From my perspective, Twitter has a really really interesting technical problem to solve. How to store and retrieve a large amount of data really really quickly.
I am making some assumptions based on how I see twitter working. I have little information about how it is architected apart from some posts that suggests that it is running ruby on rails with MySQL?
Twitter is in the rare category where there is a very large number of data being added. There should be no updates (except to user information but there should be relatively very small amount of that). There is no need for transactionality. If I guess right, it should be a large amount of inserts and selects.
While a relational database is probably the only viable choice for the time being, I think that twitter can scale and perform better if all the extra bits of a relational database system was removed.
I love challenges like this. Technical ones are easier 😉
If I didn’t have a lifetime job, I would prototype this in a bit more depth. Garry pointed me in the direction of Hadoop. Having had a quick look at it, it can take care of the infrastructure, clustering and massive horizontal scaling requirements.
Now for the data layer on top. How to store and retrieve the data.
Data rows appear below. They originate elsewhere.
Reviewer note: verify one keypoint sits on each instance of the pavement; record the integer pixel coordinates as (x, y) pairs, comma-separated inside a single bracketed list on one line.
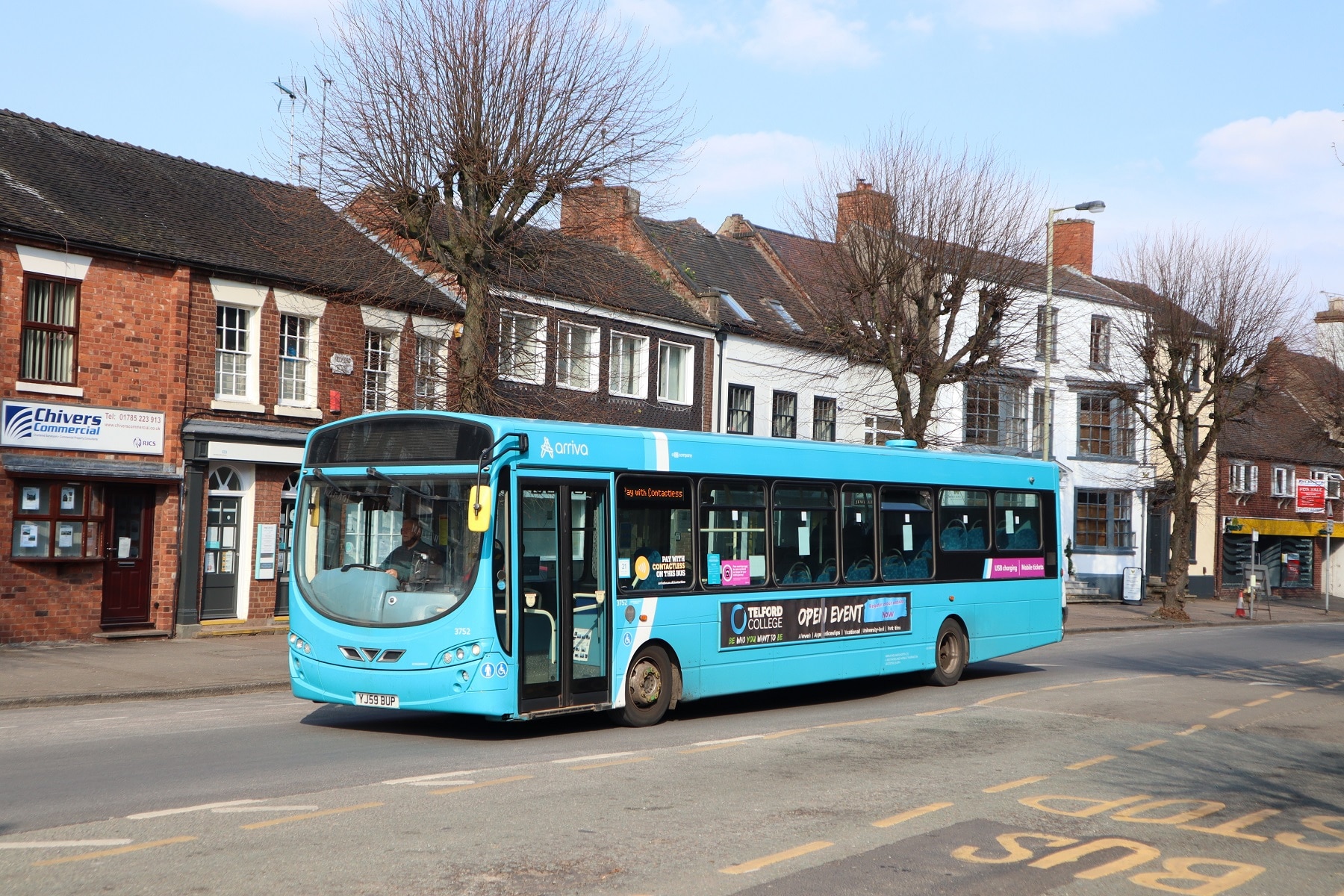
[(67, 673)]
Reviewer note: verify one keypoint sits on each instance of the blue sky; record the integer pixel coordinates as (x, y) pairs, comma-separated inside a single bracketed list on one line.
[(1219, 113)]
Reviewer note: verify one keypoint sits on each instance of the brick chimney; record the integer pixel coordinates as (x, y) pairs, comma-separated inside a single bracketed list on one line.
[(603, 214), (862, 206), (1073, 243), (1330, 332)]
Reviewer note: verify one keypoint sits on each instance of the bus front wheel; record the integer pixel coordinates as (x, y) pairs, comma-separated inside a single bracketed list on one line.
[(648, 688), (949, 655)]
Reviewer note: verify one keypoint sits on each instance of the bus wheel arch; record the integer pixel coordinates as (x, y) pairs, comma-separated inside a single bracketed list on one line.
[(655, 673), (951, 652)]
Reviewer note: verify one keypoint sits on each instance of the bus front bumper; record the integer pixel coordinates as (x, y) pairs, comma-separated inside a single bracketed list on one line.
[(443, 689)]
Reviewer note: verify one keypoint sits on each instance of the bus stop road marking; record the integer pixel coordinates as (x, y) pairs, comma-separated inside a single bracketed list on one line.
[(270, 822), (483, 783), (615, 762), (909, 815), (62, 844), (1003, 696), (1085, 763), (757, 864), (735, 743), (1021, 782), (119, 850)]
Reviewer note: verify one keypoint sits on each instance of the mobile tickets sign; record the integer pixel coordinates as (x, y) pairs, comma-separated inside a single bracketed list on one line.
[(745, 623)]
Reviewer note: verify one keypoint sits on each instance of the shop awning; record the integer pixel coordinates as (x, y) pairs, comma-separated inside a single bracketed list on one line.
[(1298, 528), (78, 467)]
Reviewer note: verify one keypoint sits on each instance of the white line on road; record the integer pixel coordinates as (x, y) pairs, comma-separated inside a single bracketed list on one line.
[(58, 844), (418, 780), (161, 813), (601, 755)]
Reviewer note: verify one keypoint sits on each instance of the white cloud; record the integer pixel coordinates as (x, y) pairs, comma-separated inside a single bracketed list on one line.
[(1086, 16), (808, 34), (663, 19), (1263, 151), (288, 11)]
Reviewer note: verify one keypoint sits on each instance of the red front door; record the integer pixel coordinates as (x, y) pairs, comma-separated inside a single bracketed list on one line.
[(125, 579)]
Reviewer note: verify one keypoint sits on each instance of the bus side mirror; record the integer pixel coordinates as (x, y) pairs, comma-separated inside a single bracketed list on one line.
[(479, 509)]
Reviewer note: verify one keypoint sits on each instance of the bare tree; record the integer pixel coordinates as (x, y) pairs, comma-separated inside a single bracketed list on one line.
[(1213, 309), (933, 247), (450, 127)]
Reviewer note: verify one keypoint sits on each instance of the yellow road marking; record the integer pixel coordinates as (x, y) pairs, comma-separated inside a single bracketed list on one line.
[(1089, 762), (757, 864), (305, 815), (687, 753), (480, 783), (909, 815), (1021, 782), (119, 850), (615, 762), (1003, 696), (846, 724)]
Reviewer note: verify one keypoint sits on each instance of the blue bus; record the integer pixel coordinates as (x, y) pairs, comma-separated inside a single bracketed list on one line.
[(519, 568)]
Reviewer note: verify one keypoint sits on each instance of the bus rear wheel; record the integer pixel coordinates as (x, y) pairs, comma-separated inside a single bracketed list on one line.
[(648, 688), (949, 655)]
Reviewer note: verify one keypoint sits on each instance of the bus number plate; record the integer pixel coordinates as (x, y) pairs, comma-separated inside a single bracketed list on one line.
[(385, 700)]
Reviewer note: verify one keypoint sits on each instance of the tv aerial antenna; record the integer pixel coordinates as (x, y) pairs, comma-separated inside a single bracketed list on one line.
[(296, 97)]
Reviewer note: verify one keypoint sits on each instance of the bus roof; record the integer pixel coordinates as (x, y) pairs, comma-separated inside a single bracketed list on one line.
[(597, 447)]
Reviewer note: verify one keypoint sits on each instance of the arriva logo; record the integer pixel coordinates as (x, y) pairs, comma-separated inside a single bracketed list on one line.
[(570, 449)]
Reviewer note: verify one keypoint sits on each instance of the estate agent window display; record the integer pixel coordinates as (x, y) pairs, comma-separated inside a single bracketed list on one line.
[(58, 521)]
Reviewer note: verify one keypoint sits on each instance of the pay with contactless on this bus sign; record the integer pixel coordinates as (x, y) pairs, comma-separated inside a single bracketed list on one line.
[(759, 622)]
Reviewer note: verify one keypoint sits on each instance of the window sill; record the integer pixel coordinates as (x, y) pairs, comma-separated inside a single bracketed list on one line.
[(242, 408), (49, 388), (305, 413)]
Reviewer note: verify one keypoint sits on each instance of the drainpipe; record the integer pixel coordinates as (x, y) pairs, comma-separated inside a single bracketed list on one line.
[(721, 336)]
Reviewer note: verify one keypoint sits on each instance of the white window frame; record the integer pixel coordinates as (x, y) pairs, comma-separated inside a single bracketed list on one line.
[(640, 366), (1285, 474), (687, 375), (309, 361), (1242, 477), (508, 320), (594, 359)]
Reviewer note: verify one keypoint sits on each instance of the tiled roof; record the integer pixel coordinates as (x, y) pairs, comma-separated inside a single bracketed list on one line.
[(712, 262), (93, 193)]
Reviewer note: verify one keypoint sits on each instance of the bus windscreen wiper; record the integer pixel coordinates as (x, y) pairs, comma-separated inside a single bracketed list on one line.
[(376, 474)]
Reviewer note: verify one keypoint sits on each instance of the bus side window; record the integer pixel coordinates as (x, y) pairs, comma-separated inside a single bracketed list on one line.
[(804, 534), (500, 555), (858, 527), (653, 543), (964, 520), (1018, 524), (906, 534)]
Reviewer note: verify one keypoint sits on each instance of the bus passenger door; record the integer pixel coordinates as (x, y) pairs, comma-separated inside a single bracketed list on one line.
[(564, 609)]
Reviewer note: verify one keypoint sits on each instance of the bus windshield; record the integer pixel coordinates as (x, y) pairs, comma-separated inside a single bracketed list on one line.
[(385, 551)]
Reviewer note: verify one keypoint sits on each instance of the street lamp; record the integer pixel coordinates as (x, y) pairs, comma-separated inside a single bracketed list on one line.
[(1095, 207)]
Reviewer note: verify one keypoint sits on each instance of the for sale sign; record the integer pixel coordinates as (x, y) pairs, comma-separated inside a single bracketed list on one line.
[(1310, 496)]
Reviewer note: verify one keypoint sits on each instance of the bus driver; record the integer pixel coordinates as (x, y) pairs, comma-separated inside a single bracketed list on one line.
[(401, 561)]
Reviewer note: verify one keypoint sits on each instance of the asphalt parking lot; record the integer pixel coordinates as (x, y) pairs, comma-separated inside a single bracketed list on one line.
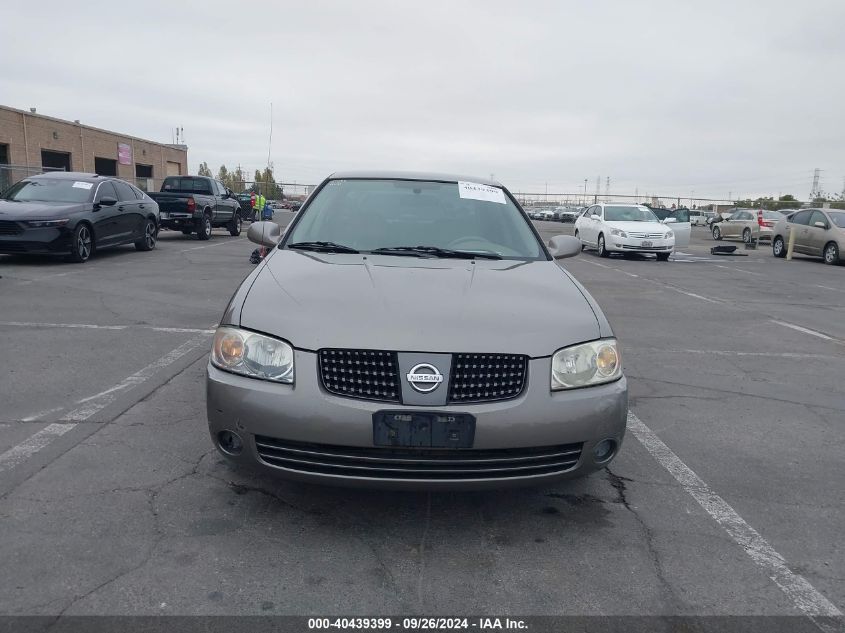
[(727, 497)]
HBase is probably a good option but doing it manually should be fairly straightforward too.
From my limited understanding of twitter, there are two key pieces of functionality, the timelines and search.
The timelines can be solved by storing each tweet as a file within a directory structure. My tweets would go into
/w/o/r/d/s/o/n/s/a/n/d/<tweet-filename>
The filename would be <username>-<timestamp>
For the public timeline, you just have a similar folder structure, but with the timestamp, for example, the timestamp 1236158897 would go into the following structure as a symlink
/1/2/3/6/1/5/8/8/9/7/<username>
For search, pick up each word in the tweet and pop the tweet as a symlink into that folder. You could have a folder per word or follow the structure above.
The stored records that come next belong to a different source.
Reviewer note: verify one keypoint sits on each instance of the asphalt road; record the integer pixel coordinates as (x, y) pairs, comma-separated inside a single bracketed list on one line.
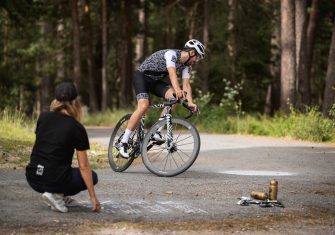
[(203, 198)]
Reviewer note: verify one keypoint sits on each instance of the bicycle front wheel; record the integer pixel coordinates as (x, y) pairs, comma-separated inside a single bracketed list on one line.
[(116, 161), (164, 160)]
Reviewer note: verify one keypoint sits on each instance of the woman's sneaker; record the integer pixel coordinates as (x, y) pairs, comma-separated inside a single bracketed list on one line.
[(70, 202), (55, 200)]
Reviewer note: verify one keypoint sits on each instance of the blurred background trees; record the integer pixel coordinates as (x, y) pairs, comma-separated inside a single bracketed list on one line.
[(280, 51)]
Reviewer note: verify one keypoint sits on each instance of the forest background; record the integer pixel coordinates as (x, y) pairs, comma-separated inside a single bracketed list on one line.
[(269, 66)]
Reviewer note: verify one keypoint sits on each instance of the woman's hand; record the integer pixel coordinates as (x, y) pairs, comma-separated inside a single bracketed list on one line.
[(193, 107), (95, 204)]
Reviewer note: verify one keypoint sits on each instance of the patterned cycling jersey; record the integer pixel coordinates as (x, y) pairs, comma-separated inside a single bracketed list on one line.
[(155, 66)]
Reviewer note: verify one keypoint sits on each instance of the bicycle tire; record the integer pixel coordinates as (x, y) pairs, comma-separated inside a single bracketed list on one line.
[(186, 142), (116, 161)]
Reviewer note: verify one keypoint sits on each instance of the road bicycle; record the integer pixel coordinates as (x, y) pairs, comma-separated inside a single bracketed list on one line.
[(170, 157)]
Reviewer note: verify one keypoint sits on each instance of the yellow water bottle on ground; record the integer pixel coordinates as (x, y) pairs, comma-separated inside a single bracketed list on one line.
[(273, 190)]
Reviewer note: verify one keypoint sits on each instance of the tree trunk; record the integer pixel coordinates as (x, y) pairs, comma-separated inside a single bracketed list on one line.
[(232, 37), (60, 56), (191, 19), (311, 29), (329, 94), (303, 83), (5, 38), (204, 78), (104, 92), (125, 95), (272, 96), (76, 44), (140, 36), (45, 84), (288, 60)]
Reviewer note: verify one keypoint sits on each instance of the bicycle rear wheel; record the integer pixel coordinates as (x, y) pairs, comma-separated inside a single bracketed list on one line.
[(116, 161), (172, 161)]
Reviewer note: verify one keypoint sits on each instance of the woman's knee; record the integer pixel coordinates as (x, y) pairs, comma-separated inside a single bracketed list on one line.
[(95, 177)]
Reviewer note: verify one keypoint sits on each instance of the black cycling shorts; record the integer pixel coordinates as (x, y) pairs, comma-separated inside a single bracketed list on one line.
[(144, 85)]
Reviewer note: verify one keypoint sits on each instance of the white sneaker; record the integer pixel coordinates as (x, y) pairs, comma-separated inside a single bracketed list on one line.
[(55, 200), (158, 137), (70, 202), (124, 150)]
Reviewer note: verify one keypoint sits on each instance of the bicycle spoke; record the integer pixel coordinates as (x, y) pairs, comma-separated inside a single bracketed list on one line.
[(174, 159)]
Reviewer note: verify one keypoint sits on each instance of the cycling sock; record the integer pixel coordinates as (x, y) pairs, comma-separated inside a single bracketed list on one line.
[(161, 128), (126, 136)]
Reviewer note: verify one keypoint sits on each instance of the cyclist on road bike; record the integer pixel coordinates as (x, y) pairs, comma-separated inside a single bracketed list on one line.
[(148, 78)]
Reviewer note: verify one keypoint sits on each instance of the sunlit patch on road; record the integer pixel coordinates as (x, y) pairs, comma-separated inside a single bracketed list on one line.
[(260, 173), (144, 207)]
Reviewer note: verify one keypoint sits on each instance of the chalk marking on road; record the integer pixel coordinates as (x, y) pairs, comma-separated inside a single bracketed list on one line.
[(261, 173), (143, 207)]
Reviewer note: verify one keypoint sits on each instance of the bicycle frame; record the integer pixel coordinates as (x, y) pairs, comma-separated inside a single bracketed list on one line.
[(167, 116)]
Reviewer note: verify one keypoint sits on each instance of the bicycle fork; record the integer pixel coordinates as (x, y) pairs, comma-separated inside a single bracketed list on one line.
[(169, 133)]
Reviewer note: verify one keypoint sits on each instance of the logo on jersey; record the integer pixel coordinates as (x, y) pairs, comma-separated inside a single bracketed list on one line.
[(40, 170)]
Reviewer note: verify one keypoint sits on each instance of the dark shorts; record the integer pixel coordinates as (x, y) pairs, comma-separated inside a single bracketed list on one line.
[(144, 85), (73, 187)]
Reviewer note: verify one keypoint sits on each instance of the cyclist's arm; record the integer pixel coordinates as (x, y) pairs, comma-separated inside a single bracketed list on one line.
[(170, 58)]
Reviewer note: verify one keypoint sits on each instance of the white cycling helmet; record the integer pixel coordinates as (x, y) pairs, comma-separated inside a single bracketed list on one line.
[(195, 44)]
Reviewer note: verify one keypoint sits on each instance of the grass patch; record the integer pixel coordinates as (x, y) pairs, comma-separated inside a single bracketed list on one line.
[(17, 139), (107, 118)]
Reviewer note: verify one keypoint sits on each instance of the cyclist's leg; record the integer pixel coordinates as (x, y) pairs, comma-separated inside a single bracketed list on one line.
[(142, 95), (141, 86), (164, 90)]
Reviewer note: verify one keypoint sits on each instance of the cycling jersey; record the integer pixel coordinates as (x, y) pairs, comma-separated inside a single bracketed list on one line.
[(155, 66)]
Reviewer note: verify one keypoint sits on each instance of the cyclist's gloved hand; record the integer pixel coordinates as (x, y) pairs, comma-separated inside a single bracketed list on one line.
[(180, 94), (193, 107)]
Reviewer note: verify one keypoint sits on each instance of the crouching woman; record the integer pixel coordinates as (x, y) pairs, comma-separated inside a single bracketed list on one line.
[(58, 134)]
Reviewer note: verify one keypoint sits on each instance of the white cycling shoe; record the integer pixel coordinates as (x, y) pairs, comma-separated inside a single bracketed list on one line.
[(158, 137)]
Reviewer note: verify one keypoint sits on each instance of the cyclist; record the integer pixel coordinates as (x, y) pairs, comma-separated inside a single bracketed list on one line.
[(148, 78)]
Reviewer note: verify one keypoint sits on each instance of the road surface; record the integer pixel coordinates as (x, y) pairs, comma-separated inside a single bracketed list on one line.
[(203, 199)]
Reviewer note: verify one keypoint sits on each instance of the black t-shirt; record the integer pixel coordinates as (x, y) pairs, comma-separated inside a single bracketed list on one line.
[(57, 136)]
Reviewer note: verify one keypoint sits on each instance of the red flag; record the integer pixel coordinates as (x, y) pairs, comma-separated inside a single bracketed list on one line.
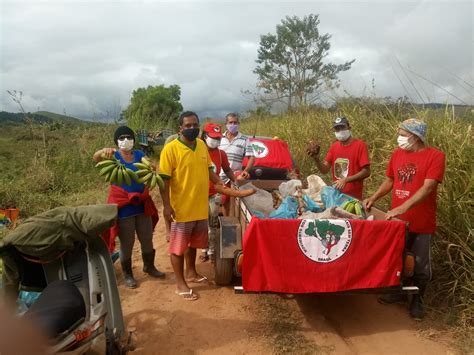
[(304, 256)]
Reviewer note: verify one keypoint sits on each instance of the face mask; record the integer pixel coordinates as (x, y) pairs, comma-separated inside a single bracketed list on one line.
[(403, 142), (233, 128), (190, 133), (212, 143), (343, 135), (126, 144)]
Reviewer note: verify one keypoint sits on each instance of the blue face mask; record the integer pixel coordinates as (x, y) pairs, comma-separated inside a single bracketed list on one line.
[(233, 128), (190, 133)]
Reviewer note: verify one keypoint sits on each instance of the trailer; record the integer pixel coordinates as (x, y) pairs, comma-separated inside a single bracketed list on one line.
[(299, 256)]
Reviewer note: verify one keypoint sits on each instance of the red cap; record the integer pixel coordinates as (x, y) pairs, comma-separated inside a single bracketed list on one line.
[(213, 130)]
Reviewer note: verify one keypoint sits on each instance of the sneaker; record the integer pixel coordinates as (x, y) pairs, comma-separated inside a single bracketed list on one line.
[(392, 298), (416, 308)]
/t/w/i/t/t/e/r/<username>-<timestamp> OR
twitter/<username>-<timestamp>
You would then have an application running on top with a distributed cache with an API to ease access into the data easier than direct file access. Running on Linux, the kernel will take care of the large part of the automatic caching and buffering as long as there is enough RAM on the box.
This can in theory be done without Hadoop in between and separating the directory structures across multiple servers but that can have complications of its own, especially with adding and removing boxes for scalability.
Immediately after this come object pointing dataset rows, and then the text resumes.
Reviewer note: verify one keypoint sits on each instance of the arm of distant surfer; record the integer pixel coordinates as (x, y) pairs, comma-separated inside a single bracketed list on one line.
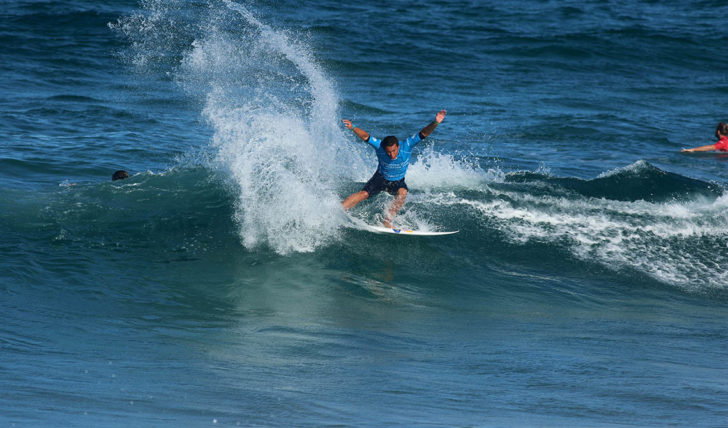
[(427, 130), (364, 135), (707, 148)]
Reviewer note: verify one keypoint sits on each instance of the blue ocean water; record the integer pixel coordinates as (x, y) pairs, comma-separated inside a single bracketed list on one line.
[(222, 285)]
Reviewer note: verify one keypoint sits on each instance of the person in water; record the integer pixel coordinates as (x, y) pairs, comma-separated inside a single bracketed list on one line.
[(393, 162), (721, 133), (119, 175)]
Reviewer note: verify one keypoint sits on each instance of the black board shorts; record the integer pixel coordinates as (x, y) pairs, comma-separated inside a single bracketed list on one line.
[(377, 184)]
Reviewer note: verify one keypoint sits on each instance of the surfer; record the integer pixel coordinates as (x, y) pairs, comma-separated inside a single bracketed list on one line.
[(721, 133), (119, 175), (393, 162)]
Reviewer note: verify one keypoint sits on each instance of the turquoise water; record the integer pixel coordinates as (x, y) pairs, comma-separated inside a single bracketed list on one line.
[(222, 284)]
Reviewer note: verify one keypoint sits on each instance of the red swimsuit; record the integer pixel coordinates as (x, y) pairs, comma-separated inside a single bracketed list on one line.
[(722, 144)]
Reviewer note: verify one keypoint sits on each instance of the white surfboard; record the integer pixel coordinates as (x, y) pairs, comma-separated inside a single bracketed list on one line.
[(396, 231)]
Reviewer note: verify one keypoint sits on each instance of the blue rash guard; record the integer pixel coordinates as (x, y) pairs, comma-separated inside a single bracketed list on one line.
[(394, 169)]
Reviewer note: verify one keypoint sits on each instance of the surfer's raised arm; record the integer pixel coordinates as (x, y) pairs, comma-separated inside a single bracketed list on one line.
[(427, 130), (364, 135)]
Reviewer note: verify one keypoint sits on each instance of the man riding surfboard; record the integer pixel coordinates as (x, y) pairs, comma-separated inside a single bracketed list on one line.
[(393, 163)]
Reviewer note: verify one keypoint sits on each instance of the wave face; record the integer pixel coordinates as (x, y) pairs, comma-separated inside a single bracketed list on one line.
[(274, 117)]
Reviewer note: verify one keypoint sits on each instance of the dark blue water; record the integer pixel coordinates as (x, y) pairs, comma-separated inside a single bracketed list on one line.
[(221, 284)]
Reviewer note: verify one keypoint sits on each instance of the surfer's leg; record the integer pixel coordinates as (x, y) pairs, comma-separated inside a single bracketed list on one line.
[(395, 206), (354, 199)]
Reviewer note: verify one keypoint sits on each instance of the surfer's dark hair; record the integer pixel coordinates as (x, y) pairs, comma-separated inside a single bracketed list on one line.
[(119, 175), (390, 141), (721, 129)]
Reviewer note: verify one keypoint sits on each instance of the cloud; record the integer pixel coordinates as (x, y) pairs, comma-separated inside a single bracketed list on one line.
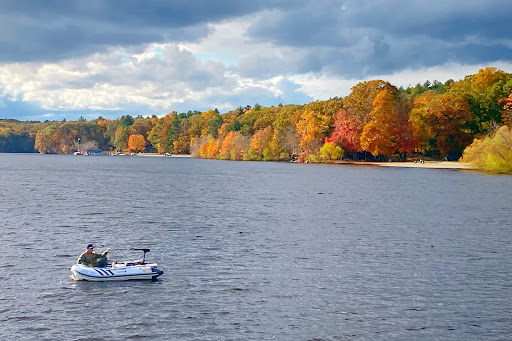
[(359, 38), (112, 58), (52, 30)]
You are also likely to run into issues with the number of files / sub-directories limits but they can be solved by ‘archiving’ – multiple options for that too…
Thinking about this problem brought me back to the good old days of working on the search mechanism within megabus.com. We needed the site to deal with a large number of searches on limited hardware when the project was still classified as a pilot.
With some hard work and experimentation, we were able to reduce the search time to a tenth of the original time.
I’ll admit that I don’t know the details or the intricacies of the requirements that twitter has. I have probably over-simplified the problem but it was still fun to think about. If you can think of problems with this – let me know; I wanna turn them into opportunities 😉
The big assumption you are making is that the directory search within the file system has no cost.
No, I am making the assumption that directory search is less costly than an index scan.
There are further ways to speed this up by separating the content in each of the folders.
In reality, it would simply be making a filesystem based index.
Without having the time to run some tests, I would not able to suggest that it would be faster than using a database system such as HBase. However, I believe it deserves a test-run…
Hi Shri,
Interesting read i must say. What about the caching solution, does it has to be in-proc or out-proc. I know in-proc would be much faster but than do you think with application like twitter we would need more reliability by using a out-proc caching solution?
Cheers
It will definitely need an out of process clustered cache. It could probably also do with an in-process ‘first level’ cache.
It would need some benchmarking and performance testing to identify the performance boost gained though…
Shri